Nor am I impressed with the authoritative relevancy here of decisions respecting injunctions. In a proceeding such as this, neither remedial nor punitive, decisions of courts respecting injunctional relief in equity are not more analogous than are common-law decisions defining. unfair trade practices, arising out of controversies between individuals, as fixing thereby the limitation of the commission’s authority or scope.

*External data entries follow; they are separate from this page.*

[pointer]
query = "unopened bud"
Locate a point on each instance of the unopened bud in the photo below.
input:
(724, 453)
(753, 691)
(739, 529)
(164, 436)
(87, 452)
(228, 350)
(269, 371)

The suggested modification would necessitate corresponding modification of the commission’s findings of facts, eliminating paragraphs numbered 4 and 5 thereof. Paragraphs 2, 6 and 7 (as well as paragraphs 4 and 5) of the findings state the circulation of the several advertisements to have been in each case for “more than two years last past,” indicating thereby the two years next before the date of the findings, which is June 24, 1918. This is no contravention of the stipulated fact that none of the advertisements were more recent than August, 1917 — some of them even antedating the passage, September 24, 1914, of the Trade Commission Act itself. These findings should, in my judgment, be modified to comply with the stipulated facts.